Primary Sources
In all of your Humanities courses, you will be expected to understand what primary sources are, how to evaluate appropriate primary sources, and how to write based upon your analysis of primary sources.
PRIMARY SOURCES: ANALYSIS GUIDE
It is one thing to say primary sources are important and their context needs to be
considered, but how does one put this into practice? This analysis guide can be applied
to most varieties of primary sources to help find the deeper significance.
1. Identify the Source:
--What kind of source is it?
--What biases might it have?
--What limitations might it have?
2. Creation or Authorship:
--Who created it?
--How is the creator related to the period/event you are examining?

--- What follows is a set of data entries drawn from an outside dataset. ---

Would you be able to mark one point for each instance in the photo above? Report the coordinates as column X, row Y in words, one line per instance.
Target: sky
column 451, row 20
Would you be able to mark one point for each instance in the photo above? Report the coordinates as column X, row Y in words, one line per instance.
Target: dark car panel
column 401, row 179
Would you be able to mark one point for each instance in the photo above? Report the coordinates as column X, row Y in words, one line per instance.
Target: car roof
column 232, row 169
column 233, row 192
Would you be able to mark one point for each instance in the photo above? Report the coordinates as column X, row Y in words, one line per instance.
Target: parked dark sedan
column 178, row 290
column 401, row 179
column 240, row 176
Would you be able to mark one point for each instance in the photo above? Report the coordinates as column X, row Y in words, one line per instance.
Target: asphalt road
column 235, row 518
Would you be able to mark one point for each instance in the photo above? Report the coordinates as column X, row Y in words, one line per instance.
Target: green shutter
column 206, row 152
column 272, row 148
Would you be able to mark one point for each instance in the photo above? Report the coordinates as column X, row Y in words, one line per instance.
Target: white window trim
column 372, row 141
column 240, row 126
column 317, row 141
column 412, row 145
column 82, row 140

--What is the background of the author or creator (i.e. age, class, education, location,
etc.)?
--How might these personal factors affect the author or creator’s view and message?
3. Purpose and Meaning:
--Why do you think this source was written or created?
--Was it private, shared by a small group, or meant to be public?
--Why did this author or creator choose this style of writing or expression?
--How is this choice of style related to the message?
--Did the creator or author choose a specific event or a broader focus (i.e. a battle
versus a war)? Why do you think they chose this?
4. Supporting Evidence and Academic Grounding
--Are there any other sources that validate or support your opinions and conclusions?
--Are there any other sources available to verify questionable aspects of the primary
source?
--How do your theories fit into the overall scholarship of the subject?